L’auteur analyse également le rôle des généraux dans la perpétuation du régime, illustrant comment leur appropriation de l’économie leur permet de maintenir leur influence, notamment via des accords opaques et des partenariats avec des hommes d’affaires proches du pouvoir.

Une relation avec la France sclérosée dans le passé

Enfin, dans ce livre courageux, Xavier Driencourt décrit la relation complexe et souvent ambiguë entre la France et l’Algérie, marquée par une méfiance réciproque: «La relation franco-algérienne est faite de non-dits, de silences lourds, et d’accusations parfois voilées, parfois explicites.
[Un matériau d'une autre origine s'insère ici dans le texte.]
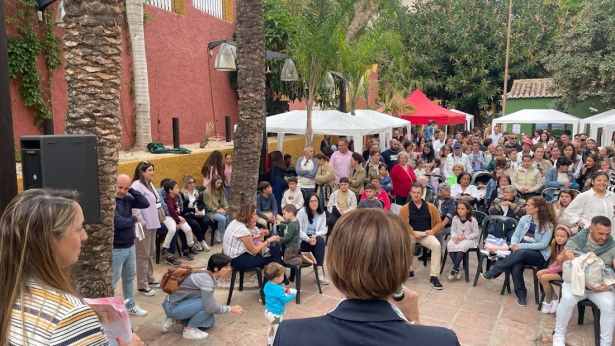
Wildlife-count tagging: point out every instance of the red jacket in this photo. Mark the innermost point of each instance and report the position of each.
(383, 196)
(173, 205)
(402, 180)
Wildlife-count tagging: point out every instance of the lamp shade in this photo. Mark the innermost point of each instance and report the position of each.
(289, 71)
(60, 15)
(42, 4)
(329, 82)
(225, 59)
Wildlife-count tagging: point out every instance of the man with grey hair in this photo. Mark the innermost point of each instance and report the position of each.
(340, 160)
(306, 171)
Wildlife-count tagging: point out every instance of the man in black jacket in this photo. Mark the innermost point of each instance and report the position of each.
(124, 258)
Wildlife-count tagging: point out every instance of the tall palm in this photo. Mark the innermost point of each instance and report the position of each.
(134, 16)
(251, 88)
(93, 46)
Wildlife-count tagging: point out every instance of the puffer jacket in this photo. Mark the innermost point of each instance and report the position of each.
(527, 178)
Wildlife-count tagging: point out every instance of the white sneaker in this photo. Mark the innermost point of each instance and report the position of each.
(167, 325)
(554, 304)
(194, 334)
(322, 278)
(136, 310)
(558, 340)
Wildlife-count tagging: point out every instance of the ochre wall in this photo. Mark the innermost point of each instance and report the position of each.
(182, 81)
(176, 166)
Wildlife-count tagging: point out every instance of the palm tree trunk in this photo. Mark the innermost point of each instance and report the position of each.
(251, 88)
(134, 16)
(93, 46)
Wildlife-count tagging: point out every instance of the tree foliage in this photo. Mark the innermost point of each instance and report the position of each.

C’est une relation de défiance». Cette relation, qui prend racine dans la colonisation française de l’Algérie (1830-1962) et la guerre d’indépendance, reste un sujet brûlant dans les deux pays: «Tandis que la France cherche à regarder vers l’avenir, l’Algérie demeure focalisée sur les blessures du passé, exigeant des excuses et une reconnaissance des crimes de la colonisation».
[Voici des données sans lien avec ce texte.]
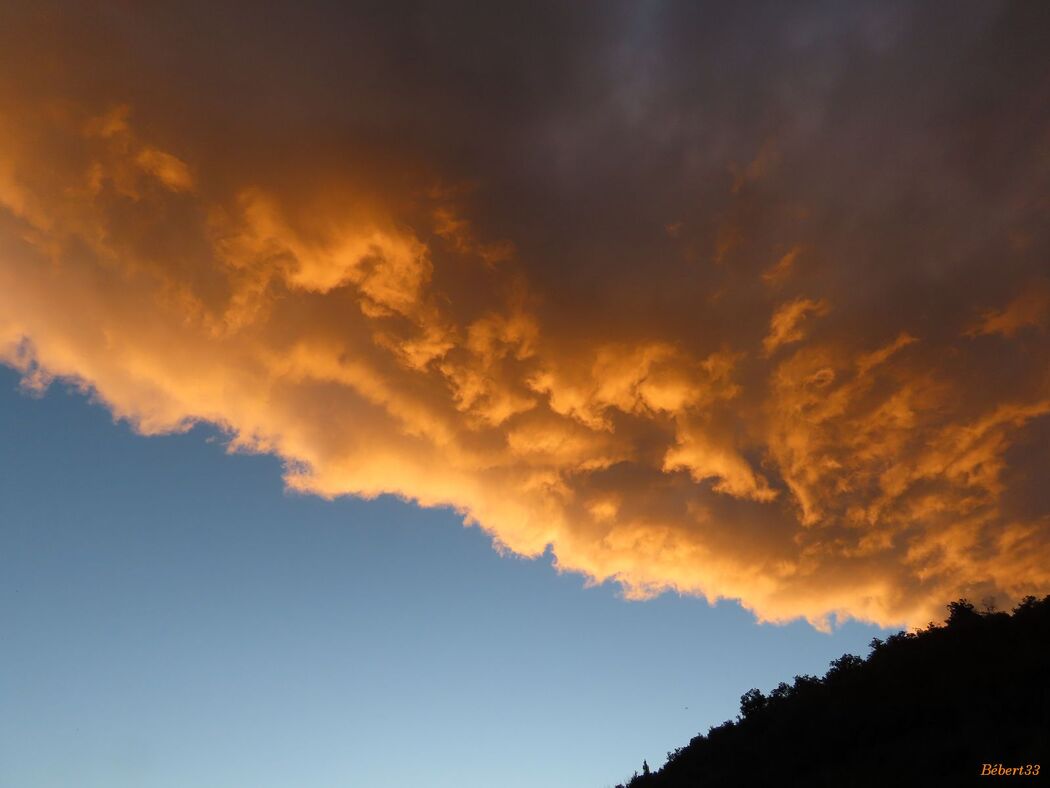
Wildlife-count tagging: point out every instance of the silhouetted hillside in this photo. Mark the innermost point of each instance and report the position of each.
(924, 708)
Driencourt souligne que la France est toujours vue à travers le prisme de cette période dépassée en ce qui la concerne. Les dirigeants algériens, en particulier, instrumentalisent le passé colonial pour asseoir leur légitimité et renforcer un sentiment anti-français parmi la population. Selon lui, «chaque mot ou geste venu de Paris est scruté, analysé, voire instrumentalisé par le régime algérien». Cette citation montre à quel point les relations avec la France sont chargées de paranoïa, et finissent par déclencher des vagues de réactions hostiles à Alger. Il mentionne également que les références à la guerre d’indépendance égrènent encore aujourd’hui tout discours officiel algérien. Le régime en place s’appuie sur cette mémoire collective pour renforcer sa propre autorité.

«L’énigme algérienne. Chroniques d’une ambassade à Alger» se présente comme un témoignage précieux, mêlant souvenirs personnels et récits politiques. Xavier Driencourt nous offre ainsi un regard à la fois intime et factuel sur une Algérie qui se cherche dans les limbes de son histoire. Depuis sa parution en 2022 aux éditions de L’Observatoire, l’ouvrage connaît un succès constant, et sa réédition en format poche depuis un mois témoigne de son influence durable.

Cycle des conférences de Xavier Driencourt au Maroc:

Casablanca: Hôtel Hyatt Regency, le vendredi 1er novembre. 19H00.

Fès: Université Euromed, le lundi 4 novembre. 14H30.

Tanger: Librairie des Colonnes, le mercredi 6 novembre. 19H

Marrakech. Librairie Gueliz, le vendredi 8 novembre. 19H.

«L’énigme algérienne. Chroniques d’une ambassade à Alger», les éditions de L’Observatoire, collection Alpha, 2024. 320 pages. Prix public: 113 DH.